Winner of "Akamai Security Challenge" and "MITRE Cyber Phishing Challenge" at ShellHacks 2019.
https://devpost.com/software/fish-the-phish
The world has increasingly become dependent on the internet for a majority of its tasks and has become an indispensable part of our daily lives. Therefore it comes as no surprise that many institutions implement various security measures to mitigate and also prevent the cyber-security attacks. Phishing is one of the many security attacks of this spectrum. In the above attack, a user wants to gain customer-sensitive information, by masquerading as a legitimate website.
We completed this project as a part of MITRE cyber phishing challenge at ShellHacks 2019. We were given a small dataset of less than 5000 samples which had URLs, and lifetime details (3 features) of certain websites.

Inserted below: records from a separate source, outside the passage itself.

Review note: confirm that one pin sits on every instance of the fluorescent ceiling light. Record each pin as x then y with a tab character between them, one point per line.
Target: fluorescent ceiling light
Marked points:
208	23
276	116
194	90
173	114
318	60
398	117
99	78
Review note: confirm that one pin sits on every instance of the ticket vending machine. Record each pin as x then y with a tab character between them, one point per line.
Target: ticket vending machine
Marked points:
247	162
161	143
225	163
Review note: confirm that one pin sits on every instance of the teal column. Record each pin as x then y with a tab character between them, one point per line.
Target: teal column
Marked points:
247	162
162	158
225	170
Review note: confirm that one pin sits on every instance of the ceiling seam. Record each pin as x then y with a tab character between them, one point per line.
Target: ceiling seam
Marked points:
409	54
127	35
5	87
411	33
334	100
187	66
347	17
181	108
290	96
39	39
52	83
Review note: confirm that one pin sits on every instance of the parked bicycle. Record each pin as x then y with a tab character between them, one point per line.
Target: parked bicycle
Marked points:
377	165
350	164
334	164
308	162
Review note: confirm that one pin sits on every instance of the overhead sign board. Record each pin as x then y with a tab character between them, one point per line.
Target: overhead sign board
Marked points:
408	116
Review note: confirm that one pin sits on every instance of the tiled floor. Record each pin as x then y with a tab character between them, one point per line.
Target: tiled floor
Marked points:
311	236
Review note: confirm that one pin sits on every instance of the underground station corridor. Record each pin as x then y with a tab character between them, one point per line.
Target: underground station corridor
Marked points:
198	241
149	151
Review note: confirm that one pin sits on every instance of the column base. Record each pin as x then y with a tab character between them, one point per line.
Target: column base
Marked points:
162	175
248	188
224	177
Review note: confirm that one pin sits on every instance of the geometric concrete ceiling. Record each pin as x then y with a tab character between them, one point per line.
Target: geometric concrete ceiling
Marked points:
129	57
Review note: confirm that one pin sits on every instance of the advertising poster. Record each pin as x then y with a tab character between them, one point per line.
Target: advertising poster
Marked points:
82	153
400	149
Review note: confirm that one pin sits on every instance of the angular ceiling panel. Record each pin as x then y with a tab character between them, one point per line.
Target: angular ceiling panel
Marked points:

Our goal was to perform exploratory data analysis to explain feature relevance, extract more features through feature engineering and train machine learning models to detect phishing links in an unseen test dataset.
We used an ensemble of machine learning models such as Random Forests, K-nearest neighbors, Decision trees, Logistic regression and Adaptive Boosting with decision trees to build our model and developed an algorithm for dynamic optimal model selection for two different set of features and combined the results from various models to build final phishing detection model. Our approach resulted in an F1-score of more than 92% on an unseen test dataset that MITRE used to judge a number of submissions in their track.